Even in the context of political polling, however, sampling error does not always tell the whole story. In the brief interval between the Iowa Democratic caucus and New Hampshire Democratic Primary in 2008, about 15,000 people were surveyed48 in New Hampshire—an enormous number in a small state, enough that the margin of error on the polls was theoretically just plus-or-minus 0.8 percent. The actual error in the polls was about ten times that, however: Hillary Clinton won the state by three points when the polls had her losing to Barack Obama by eight. Sampling error—the only type of error that frequentist statistics directly account for—was the least of the problem in the case of the New Hampshire polls.
Likewise, some polling firms consistently show a bias toward one or another party:49 they could survey all 200 mil
lion American adults and they still wouldn’t get the numbers right. Bayes had these problems figured out 250 years ago. If you’re using a biased instrument, it doesn’t matter how many measurements you take—you’re aiming at the wrong target.
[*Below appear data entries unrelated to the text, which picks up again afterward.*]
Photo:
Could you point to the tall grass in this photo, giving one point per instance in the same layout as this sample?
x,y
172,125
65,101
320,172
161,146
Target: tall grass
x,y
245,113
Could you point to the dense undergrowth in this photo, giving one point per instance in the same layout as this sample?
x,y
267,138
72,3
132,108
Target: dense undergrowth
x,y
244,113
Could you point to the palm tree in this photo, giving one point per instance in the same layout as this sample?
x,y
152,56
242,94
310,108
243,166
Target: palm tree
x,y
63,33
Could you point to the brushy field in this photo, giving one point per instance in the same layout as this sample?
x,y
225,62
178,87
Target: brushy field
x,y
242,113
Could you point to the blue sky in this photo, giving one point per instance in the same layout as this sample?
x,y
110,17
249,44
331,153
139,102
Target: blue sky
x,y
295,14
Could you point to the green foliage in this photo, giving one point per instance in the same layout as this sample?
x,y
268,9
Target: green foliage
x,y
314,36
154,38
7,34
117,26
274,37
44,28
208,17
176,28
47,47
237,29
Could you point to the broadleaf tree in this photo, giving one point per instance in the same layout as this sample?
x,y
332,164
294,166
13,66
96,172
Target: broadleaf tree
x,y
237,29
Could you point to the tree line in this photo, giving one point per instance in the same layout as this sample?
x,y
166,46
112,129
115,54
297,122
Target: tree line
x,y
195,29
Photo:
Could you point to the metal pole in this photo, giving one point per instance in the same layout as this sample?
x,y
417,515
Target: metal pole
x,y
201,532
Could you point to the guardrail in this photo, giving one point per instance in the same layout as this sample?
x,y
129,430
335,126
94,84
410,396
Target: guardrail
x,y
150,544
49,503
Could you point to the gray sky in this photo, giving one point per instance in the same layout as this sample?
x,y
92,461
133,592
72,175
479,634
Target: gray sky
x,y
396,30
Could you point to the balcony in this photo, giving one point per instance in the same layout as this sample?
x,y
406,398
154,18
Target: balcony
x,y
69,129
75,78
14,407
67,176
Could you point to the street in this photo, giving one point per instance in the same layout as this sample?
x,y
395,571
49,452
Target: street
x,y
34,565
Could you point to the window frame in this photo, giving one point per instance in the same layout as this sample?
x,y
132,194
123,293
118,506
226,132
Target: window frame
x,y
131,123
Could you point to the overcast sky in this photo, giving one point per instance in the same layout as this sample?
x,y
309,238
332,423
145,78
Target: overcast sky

Essentially, the frequentist approach toward statistics seeks to wash its hands of the reason that predictions most often go wrong: human error. It views uncertainty as something intrinsic to the experiment rather than something intrinsic to our ability to understand the real world. The frequentist method also implies that, as you collect more data, your error will eventually approach zero: this will be both necessary and sufficient to solve any problems. Many of the more problematic areas of prediction in this book come from fields in which useful data is sparse, and it is indeed usually valuable to collect more of it. However, it is hardly a golden road to statistical perfection if you are not using it in a sensible way. As Ioannidis noted, the era of Big Data only seems to be worsening the problems of false positive findings in the research literature.
Nor is the frequentist method particularly objective, either in theory or in practice. Instead, it relies on a whole host of assumptions. It usually presumes that the underlying uncertainty in a measurement follows a bell-curve or normal distribution. This is often a good assumption, but not in the case of something like the variation in the stock market. The frequentist approach requires defining a sample population, something that is straightforward in the case of a political poll but which is largely arbitrary in many other practical applications. What “sample population” was the September 11 attack drawn from?